There was silence from all parties on the line. I wasn’t sure what Decker was trying to say other than to announce he had just gotten off the train at Crazy Town.
Sally’s mouth opened, but I quickly waved her off. Whatever had been on the tip of her tongue was doubtlessly less than diplomatic. If anything, she probably liked being flash-fried even less than I did.

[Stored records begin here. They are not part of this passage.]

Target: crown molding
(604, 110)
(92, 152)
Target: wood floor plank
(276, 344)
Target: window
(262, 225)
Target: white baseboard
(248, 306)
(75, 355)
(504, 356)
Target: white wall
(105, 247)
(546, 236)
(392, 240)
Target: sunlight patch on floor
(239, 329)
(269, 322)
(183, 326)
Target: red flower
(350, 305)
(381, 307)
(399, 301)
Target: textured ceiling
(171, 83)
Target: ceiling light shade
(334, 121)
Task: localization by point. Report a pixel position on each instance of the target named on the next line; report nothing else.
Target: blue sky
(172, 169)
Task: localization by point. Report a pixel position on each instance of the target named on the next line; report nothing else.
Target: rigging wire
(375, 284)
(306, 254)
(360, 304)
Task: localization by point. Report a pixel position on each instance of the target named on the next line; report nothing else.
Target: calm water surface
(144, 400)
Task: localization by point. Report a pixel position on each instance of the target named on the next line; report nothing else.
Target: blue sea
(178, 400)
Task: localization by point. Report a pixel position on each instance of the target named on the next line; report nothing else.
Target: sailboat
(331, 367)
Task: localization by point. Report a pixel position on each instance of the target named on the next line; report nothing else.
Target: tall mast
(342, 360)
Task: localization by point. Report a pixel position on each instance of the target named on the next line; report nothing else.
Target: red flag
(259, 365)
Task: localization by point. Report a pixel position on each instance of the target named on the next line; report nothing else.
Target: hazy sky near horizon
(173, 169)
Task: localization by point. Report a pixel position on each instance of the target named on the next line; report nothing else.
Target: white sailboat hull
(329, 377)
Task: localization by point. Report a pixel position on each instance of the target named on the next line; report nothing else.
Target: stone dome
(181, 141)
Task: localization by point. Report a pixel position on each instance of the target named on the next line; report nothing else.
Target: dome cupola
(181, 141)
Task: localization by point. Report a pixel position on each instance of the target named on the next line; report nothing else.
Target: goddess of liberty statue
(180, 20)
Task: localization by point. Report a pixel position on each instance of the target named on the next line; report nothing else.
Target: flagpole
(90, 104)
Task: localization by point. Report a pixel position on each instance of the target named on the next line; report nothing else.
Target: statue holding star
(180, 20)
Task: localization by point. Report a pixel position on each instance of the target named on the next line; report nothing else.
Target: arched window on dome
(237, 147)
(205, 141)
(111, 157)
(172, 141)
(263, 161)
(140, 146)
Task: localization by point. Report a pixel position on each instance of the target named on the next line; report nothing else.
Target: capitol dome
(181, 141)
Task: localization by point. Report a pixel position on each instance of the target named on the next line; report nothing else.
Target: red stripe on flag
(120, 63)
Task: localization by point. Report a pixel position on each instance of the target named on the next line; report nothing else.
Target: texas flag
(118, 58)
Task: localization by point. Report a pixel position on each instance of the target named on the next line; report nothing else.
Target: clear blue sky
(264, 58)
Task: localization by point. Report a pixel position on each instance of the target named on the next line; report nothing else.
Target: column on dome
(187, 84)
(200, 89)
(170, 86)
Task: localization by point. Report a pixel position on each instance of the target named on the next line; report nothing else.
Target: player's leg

Finally James spoke again, his tone stern. “I’m not sure I follow, Mr. Decker. Please explain yourself.”
“I need explain nothing. I am a dead man walking. We all are. My fate, as that of all the magical covens, is at hand. The future cannot be rewritten, but I can make sure that those who have had a hand in it shall suffer.”
“And why is that?” James asked.
“Is it not as plain as the fangs hanging from your mouth?” Decker spat. “The signs are all there. Death looms over us all. The Icon has risen.”
Oh fuck.
Party Crashers
“The Icon!” Colin exclaimed.
Oh shit. I was afraid of this.
“Calm down, Colin,” James replied. There was an edge in his voice that hadn’t previously been there. The vampire nation was preparing for war against the Feet. Yeah, that sounds stupid to me too, but what are you gonna do? Primal powers that had long lain dormant would most likely join in the fray. We were potentially looking at a global supernatural showdown that would make the battle of Helms Deep look like a slap fight in comparison. The Icon was the last person that any vampire...other than me, maybe...wanted to meet. Outside of sunlight, silver, and stakes to the heart, vamps are pretty damn tough to kill. It shows in their general everyday arrogance. To introduce a wildcard now, one that could potentially turn a legion of vampires to dust with but a touch of her hand, was a recipe for widespread panic - right when the vampire nation needed it least.